What Are Examples of Gender Discrimination at Work?

Gender discrimination in the workplace may be obvious or subtle, individual or systemic.

  • Unequal Pay for Equal Work – The pay gap is a major issue that persists to this day, even in a modern city like New York, contributing to a chain reaction of inequalities for workers that can affect their families for generations. In NYC, it could be illegal discrimination to get lower pay for doing the same job as someone of a different gender. In addition, your employer must comply with new pay transparency laws and cannot stop you from talking about your salary and benefits with your coworkers.
  • Harassment or Toxic Work Environment – Unwelcome sexual advances, derogatory comments about your gender, or any behavior that makes you feel unsafe or undervalued at work could be illegal harassment. Harassment based on gender does not have to be overtly sexual to be considered discrimination.
  • Favoritism and Biased Promotions – Your workplace has a pattern of consistently overlooking individuals of a particular gender when it comes to promotions, career development chances, training opportunities, and certain benefits, even when those individuals have equal or superior qualifications to others who advance. You deserve to be acknowledged and rewarded for your workplace accomplishments.
  • Stereotyping in Job Roles – You get assigned or denied specific job roles based on gender stereotypes. For example, your manager assumes that only men are suited for physically demanding tasks or leadership positions.
  • Exclusion from Meetings or Projects – You and other employees of a certain gender are regularly excluded from important meetings, projects, or networking opportunities that are critical to your professional growth.
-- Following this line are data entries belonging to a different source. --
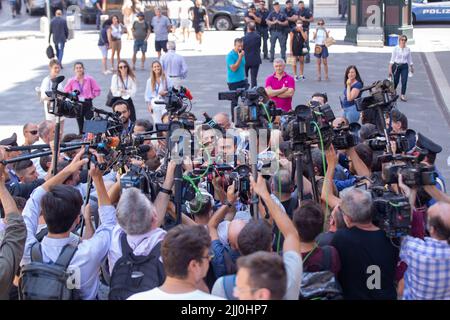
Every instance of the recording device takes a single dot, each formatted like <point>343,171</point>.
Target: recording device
<point>346,137</point>
<point>391,212</point>
<point>382,94</point>
<point>308,125</point>
<point>63,104</point>
<point>414,173</point>
<point>177,101</point>
<point>255,109</point>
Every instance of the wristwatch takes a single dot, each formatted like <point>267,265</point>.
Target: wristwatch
<point>228,204</point>
<point>166,191</point>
For example, you don’t get invited to outings with coworkers because they’re “hanging out with the guys” or going to gendered locations like strip clubs or gender-exclusive membership clubs.
  • Pregnancy Discrimination – Treating employees poorly because of their pregnancy, childbirth, or related medical conditions is illegal. For example, you get denied parental leave or your supervisor lays you off while you’re on leave. Management may decide that you’re no longer on the fast track to advancement since starting a family.
  • Transgender Discrimination – Unfair treatment of transgender employees is not tolerated in New York City. Refusing to use an employee’s preferred name or pronouns, excluding transgender workers from gender-appropriate facilities, or denying gender-affirming healthcare benefits are all illegal discrimination.

NYC’s Human Rights Law recognizes all of the above examples as illegal discrimination. This reflects the city’s commitment to fostering work environments where employees are judged and rewarded based on their qualifications and performance instead of their gender.
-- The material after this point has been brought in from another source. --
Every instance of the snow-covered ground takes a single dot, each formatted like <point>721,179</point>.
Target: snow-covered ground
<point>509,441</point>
What Can You Do About Gender Discrimination at Work?

If you’re suffering from gender discrimination at work, you have legal options.

First, document everything related to the discrimination. Keep detailed records of incidents, conversations, or decisions that you believe are discrimination. Make sure to make copies for yourself, as your employer may try to cover their tracks if they find out you’re filing a claim.
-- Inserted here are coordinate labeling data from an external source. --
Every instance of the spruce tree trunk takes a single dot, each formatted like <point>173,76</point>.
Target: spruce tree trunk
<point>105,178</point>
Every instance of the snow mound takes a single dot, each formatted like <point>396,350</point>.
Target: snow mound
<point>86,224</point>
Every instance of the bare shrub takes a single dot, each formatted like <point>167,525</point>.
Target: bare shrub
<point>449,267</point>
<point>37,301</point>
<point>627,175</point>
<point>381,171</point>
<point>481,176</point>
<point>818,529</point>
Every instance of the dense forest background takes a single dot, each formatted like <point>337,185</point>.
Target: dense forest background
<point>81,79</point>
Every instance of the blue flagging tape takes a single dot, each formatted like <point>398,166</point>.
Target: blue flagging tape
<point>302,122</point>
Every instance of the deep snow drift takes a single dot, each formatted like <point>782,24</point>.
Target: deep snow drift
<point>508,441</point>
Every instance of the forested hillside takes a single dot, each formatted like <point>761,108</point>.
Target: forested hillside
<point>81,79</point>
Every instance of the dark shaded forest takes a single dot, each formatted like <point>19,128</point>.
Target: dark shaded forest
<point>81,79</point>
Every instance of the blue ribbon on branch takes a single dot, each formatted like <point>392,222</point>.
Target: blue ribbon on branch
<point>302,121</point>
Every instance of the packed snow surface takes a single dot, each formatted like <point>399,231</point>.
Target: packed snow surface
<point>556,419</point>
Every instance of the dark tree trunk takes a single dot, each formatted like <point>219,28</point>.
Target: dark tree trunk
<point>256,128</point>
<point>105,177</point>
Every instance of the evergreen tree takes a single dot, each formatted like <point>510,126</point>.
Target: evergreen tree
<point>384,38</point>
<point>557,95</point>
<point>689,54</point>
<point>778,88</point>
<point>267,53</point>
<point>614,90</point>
Second, consider internally reporting the discrimination. NYC companies must have anti-discrimination training and procedures to effectively deal with complaints of discrimination. Unfortunately, many companies fail to address discrimination issues when they come up. In a worst-case scenario, your employer may illegally retaliate against you for filing a claim.

Most importantly, getting the right legal advice is a critical step in addressing workplace gender discrimination. An experienced employment discrimination lawyer can inform you of your rights and guide you in determining your best course of action. You should contact an attorney as soon as you suspect discrimination at work – your legal counsel can evaluate the strength of your case and represent you in legal proceedings if necessary.